Sobre Adrianas, Josés, todas nós, por Flávia Oliveira

06 de abril, 2017

Casos emblemáticos com figuras públicas fomentam o necessário debate sobre direitos da mulher

Não coube em março, desaguou em abril o par de lições com que o mês internacional da mulher brindou a sociedade brasileira neste 2017. Dois episódios envolvendo figuras públicas ensinaram ao país que o histórico de violações de direitos precisa ser superado. A caixa de ressonância, codinome opinião pública, anunciou que o novo tempo se avizinha. O recado veio pelas mãos, pelas vozes, pelo ativismo das feministas de ontem e hoje.

(Coluna Flávia Oliveira/O Globo, 06/04/2017 – acesse no site de origem)

Primeiro, a defesa da ex-primeira-dama do Estado do Rio, ré por corrupção, lavagem de dinheiro e pertencimento à organização criminosa, solicitou à Justiça a substituição de prisão provisória por domiciliar. O pedido se ancorou na Lei 13.257/16, o Estatuto da Primeira Infância, que garante a gestantes e mulheres com filhos menores de 12 anos o benefício de esperar em casa o julgamento. Adriana Ancelmo estava detida no Complexo Penitenciário de Gericinó, na Zona Oeste do Rio, desde dezembro de 2016. Após recorrer ao Superior Tribunal de Justiça (STJ), voltou ao apartamento da família, no Leblon, na semana passada.
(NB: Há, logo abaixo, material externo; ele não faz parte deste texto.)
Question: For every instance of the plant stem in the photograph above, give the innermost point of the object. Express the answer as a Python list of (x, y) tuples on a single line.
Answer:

O caso da mulher do ex-governador Sérgio Cabral escancarou a desigualdade de acesso à Justiça entre quem tem e quem carece de poder econômico. Somente no Rio, 326 detentas teriam direito à prisão domiciliar, mas seguem em penitenciárias. Desde o ano passado, a Defensoria Pública estadual encaminhou 35 pedidos; foi atendida em 16. O movimento de mulheres negras, maioria entre as presas, gritou. Diante da repercussão, a ministra dos Direitos Humanos, Luislinda Valois, solicitou em ofício à presidente do Supremo Tribunal Federal (STF), ministra Cármen Lúcia, que decisão semelhante seja estendida a todas as mulheres brasileiras na mesma situação.
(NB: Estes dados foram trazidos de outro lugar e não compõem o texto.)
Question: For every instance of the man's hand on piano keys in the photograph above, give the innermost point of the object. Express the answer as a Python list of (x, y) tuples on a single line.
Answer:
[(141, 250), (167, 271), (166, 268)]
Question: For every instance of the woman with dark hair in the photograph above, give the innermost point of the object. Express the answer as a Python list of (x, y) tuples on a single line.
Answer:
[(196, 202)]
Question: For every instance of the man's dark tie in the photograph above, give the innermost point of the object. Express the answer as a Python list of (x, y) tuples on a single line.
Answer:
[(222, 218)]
No último dia de março, veio a público a denúncia de assédio da figurinista Susllem Tonani contra José Mayer, galã na televisão e no teatro. O corajoso depoimento da jovem de 28 anos ao blog “Agora é que são elas” tomou as redes sociais feito rastro de pólvora. Foi dar numa mobilização de funcionárias, atrizes, diretoras e executivas da TV Globo, que varreu a internet anteontem. O ator, de início, atribuiu à vítima uma espécie de confusão mental que o teria fundido ao personagem que ele encarnara na novela “A lei do amor”. Típico do machismo brasileiro. Dias depois, afastado por tempo indeterminado dos estúdios, desculpou-se em carta aberta por atos, palavras e pensamentos. No texto de 286 palavras, prometeu não reincidir.

Além de reconhecer a verdade na voz de quem feriu, Mayer calou seus defensores de primeira hora. São homens — e, infelizmente, também mulheres — que se acostumaram a culpar vítimas da violência de gênero pelos males a que são submetidas. Mulheres brasileiras são, historicamente, responsabilizadas pelos estupros que sofrem, pelas agressões que as machucam e matam, pelo assédio que as oprime.
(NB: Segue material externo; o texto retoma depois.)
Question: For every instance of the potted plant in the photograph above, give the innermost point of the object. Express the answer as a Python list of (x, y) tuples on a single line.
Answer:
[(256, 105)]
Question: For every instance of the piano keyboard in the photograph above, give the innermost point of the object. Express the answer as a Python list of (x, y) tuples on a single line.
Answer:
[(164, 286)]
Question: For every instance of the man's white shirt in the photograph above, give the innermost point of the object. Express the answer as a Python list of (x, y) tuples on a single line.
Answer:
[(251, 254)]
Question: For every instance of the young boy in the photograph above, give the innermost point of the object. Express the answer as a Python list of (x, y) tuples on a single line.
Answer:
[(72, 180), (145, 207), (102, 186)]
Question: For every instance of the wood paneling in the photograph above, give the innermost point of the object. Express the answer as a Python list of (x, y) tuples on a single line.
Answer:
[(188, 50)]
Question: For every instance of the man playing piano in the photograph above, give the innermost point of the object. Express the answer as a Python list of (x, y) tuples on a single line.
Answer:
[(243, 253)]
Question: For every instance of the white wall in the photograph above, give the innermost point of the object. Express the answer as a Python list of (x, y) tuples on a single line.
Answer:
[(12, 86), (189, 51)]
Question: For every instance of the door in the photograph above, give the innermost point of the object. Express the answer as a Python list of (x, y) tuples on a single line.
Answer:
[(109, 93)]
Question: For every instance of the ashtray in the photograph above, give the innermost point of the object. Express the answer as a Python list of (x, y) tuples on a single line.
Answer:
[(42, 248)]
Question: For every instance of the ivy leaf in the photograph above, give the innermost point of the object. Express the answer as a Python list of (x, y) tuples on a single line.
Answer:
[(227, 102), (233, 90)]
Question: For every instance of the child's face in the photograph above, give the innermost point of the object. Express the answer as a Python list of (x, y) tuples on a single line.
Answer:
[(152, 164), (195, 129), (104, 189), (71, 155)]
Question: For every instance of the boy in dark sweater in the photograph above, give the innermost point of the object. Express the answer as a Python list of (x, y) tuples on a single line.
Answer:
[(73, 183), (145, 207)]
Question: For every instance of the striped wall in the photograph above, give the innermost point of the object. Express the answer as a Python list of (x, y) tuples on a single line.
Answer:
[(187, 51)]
Parte dessa cultura de brutalidade foi ferida de morte quando o debate ganhou escala ao envolver uma celebridade, até então, acima de qualquer suspeita. Brasil afora, homens pensarão antes de assediar, mulheres terão mais confiança em denunciar. Da mesma forma, o benefício concedido a Adriana Ancelmo escancarou as assimetrias do sistema judicial. Advogados, defensores, juízes, espera-se, terão novas e melhores interpretações da legislação.

As violações aos direitos das mulheres estão por aí, encobertas por leis que valem para poucas e por algozes inesperados, com os quais esbarramos diariamente, em casa, na rua, no ambiente de trabalho, no transporte coletivo. Casos emblemáticos com figuras públicas ajudam a descortiná-las, abrem as portas a um futuro de respeito e igualdade.